From Arab states falling to Twitter revolutions, to U.S. states finally owning up to their own fiscal shortfalls, to natural disasters in New Zealand, Australia and now Japan, stock markets around the world have been swinging up and down in manic runs from hope to despair.
And one other thing is true: The markets hate uncertainty. That means, in our current circumstances, smart investors are looking for real assets — tangible commodities and resources that the world has to have to survive or hedge against uncertainty. In 2010, I picked silver miner Silver Wheaton (NYSE: SLW) as my top stock for the year. It doesn’t get much more tangible than silver, and with the metal’s run higher, the stock was up more than 150%.

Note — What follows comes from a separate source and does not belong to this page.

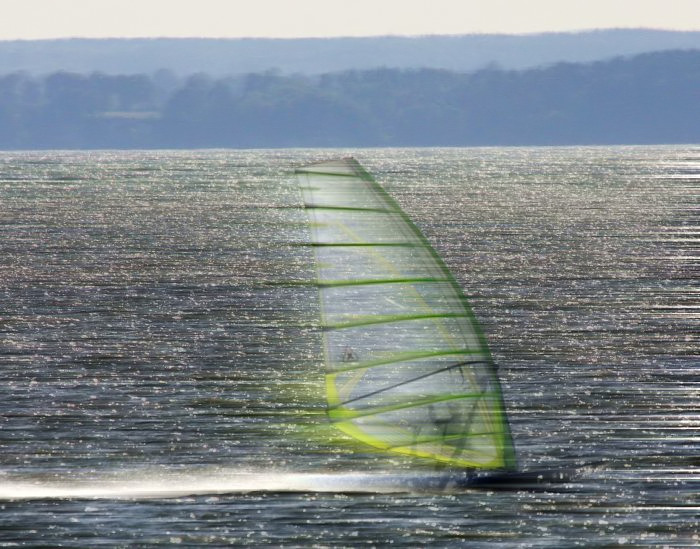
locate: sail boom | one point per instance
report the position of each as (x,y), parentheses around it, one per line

This year, I’ve found a couple more standouts in the real asset sector.
This duo is a real asset play on the same megatrend that’s been building since the dawn of man: The world’s need for food…
Best Cheap Stocks For 2012: Agricultural demand is growing
China, for instance, has a lot of mouths to feed — 1.3 billion at last count, or 15-20% of the world’s population. Unfortunately, it only has 7% of the planet’s arable land (and most of that is relatively unproductive).On a per-capita basis, China has just a fraction of the available farmland as most other countries. And the gap is getting wider. Population is growing by around 10 million per year, while millions of acres of prime agricultural land are lost to soil erosion, urban construction, and heavy metals pollution.
This dire situation presents ongoing challenges for farmers — but unique opportunities for companies whose products can boost crop yields.
That’s where Yongye (Nasdaq: YONG) comes in. The firm is an emerging leader in the “green” agriculture movement, specializing in organic crop nutrients and animal feed supplements. The company has several advantages over the competition.
First, its chief marketing officer literally wrote the book on reaching out to rural farmers.
Second, its Shengmingsu brand’s liquid nutrient has proven to increase output by 22% and reduce harvest time by up to two weeks.
Finally, Yongye has been negotiating with independently owned supply stores to prominently display (and push) the Shengmingsu brand. The company has a year-end goal of 30,000 stores selling its product.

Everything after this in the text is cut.